Updated on 09/18/2011 1:24AM

Tactical speed did fine at Keeneland


LEXINGTON, Ky. - Opinions about Keeneland's Polytrack bias are a dime a dozen. But if you want an objective view, take a look at the numbers.

Through Thursday, 116 races were run on that surface. Sixty of them were won by horses who rallied from the rear half of the pack, compared with 56 races won by horses located in the front half at the first call. There is only a slight edge to closers by that measurement.

Let's be more specific. Who won more races on Polytrack at Keeneland - horses who were first, second, or third at the first call, or horses who were in the last three running positions at the first call? I am hereby forgoing the thousands of dollars I would have won on side bets from friends on this proposition bet by giving you the startling answer. There were 34 winners from the first three running positions vs. only 27 winners from the last three.

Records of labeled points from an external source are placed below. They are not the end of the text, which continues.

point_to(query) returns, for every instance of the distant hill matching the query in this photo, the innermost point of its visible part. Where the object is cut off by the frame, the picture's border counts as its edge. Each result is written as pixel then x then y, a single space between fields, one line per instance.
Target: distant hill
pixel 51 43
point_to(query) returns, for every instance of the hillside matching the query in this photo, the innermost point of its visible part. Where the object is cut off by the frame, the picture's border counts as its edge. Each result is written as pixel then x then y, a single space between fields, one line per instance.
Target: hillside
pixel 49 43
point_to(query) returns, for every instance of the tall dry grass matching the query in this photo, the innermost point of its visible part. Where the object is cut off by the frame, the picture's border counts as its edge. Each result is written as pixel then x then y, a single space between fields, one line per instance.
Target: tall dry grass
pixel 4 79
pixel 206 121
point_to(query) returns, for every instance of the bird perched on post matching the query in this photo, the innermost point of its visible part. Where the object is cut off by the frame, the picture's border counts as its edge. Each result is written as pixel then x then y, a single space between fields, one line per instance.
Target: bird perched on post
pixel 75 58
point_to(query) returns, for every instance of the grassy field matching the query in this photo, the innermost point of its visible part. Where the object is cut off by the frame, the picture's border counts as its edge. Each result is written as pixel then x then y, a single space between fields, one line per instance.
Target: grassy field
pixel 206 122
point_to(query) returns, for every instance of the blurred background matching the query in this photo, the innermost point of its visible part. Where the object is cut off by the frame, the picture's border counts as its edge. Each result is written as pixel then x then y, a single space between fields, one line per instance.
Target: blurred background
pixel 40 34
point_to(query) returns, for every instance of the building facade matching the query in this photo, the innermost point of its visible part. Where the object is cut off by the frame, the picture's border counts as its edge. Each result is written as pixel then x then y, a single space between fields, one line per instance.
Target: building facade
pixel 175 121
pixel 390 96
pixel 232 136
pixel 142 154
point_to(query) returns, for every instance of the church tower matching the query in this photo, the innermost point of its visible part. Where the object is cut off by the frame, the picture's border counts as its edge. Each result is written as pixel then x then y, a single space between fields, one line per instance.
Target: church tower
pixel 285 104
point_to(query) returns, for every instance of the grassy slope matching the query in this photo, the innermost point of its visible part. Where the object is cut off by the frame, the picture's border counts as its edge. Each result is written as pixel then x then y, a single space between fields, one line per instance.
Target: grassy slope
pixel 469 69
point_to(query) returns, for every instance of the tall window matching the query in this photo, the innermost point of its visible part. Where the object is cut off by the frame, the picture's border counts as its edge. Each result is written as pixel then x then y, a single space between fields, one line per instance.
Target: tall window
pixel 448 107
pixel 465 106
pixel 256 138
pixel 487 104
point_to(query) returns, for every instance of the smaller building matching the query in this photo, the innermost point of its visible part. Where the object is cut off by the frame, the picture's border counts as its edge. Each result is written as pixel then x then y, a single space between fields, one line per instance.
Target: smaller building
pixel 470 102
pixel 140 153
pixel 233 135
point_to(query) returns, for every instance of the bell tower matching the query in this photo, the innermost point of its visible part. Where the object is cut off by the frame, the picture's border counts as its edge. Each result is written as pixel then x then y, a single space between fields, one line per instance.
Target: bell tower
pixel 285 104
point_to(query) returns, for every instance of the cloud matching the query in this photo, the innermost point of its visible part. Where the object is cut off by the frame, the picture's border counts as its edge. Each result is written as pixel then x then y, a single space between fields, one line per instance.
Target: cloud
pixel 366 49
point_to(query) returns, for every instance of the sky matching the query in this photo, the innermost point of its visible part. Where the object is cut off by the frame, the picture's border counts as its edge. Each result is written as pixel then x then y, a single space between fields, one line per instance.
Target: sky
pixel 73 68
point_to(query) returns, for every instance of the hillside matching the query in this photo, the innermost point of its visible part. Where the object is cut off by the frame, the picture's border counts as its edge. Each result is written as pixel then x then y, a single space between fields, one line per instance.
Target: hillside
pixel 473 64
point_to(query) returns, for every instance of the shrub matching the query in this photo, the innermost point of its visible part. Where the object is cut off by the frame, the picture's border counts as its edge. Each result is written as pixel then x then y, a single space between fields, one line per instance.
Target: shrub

How can this be, when front-runners performed horrendously during the early stages of this meet? At their worst point there was just one front-running winner from the first 48 races. But things have been better recently, with a total of 10 front-running winners from 116 races. Since they went 1 for 48, there have been nine front-running winners from the last 68 races, a 13 percent win rate. That is less than half as good as the long-term average of 28 percent front-running winners on the dirt, and the win rate on the total sample is still a disappointing 8.6 percent. But it isn't the catastrophic 2 percent win rate burned into the minds of many handicappers. There were also 13 winners from second place, and 11 winners from third.

What does this mean? You should upgrade your opinion of front-runners from unbelievably horrible to bad, and realize that horses with tactical speed have won a reasonable share of races. The other discovery is that deep closers aren't the horses who are capitalizing the most when the horses with early and tactical speed lose at Keeneland. Horses from mid-pack have benefited more.

Handicappers should be prepared to adjust from the Keeneland Polytrack bias to the Churchill dirt trend. I used to be somewhat irritated by Churchill's main track since it was only mildly speed-biased, which was a letdown after enjoying Keeneland's legendary dirt speed bias. But now, horses who were in front and then tired at Keeneland figure to be more effective at Churchill.

The most interesting group of losing front-runners from Keeneland to watch at Churchill is the 2-year-olds. One example is Great Job, who dueled in a maiden special at Turfway in his debut and lost by a nose with an 85 Beyer. He ran back in a seven-furlong maiden special at Keeneland on Oct. 26, and was made the 4-5 favorite. Great Job drew off to a clear lead, owned a 1 1/2-length advantage in midstretch, then caved in and finished fourth, beaten by 2 3/4 lengths. On the old Keeneland dirt track, he might have drawn off to a comfortable win. At Churchill he will be a serious threat to hold on to win his next start, especially if he cuts back to a shorter sprint distance.

Looking ahead to April at Keeneland, you have to wonder how the Polytrack bias will affect the 4 1/2-furlong maiden special races for 2-year-olds. The winners of those races are usually front-runners, but that trend could change. Newly minted 2-year-olds haven't been in training long enough to develop the stamina needed to prepare them for a tiring surface. If that turns out to be the decisive factor, a number of quick 2-year-olds, hammered down to low odds due to their blazing early speed, will be reeled in by off-the-pace runners in deep stretch. The win percentage of favorites could plunge in those races, paving the way for attractive payoffs.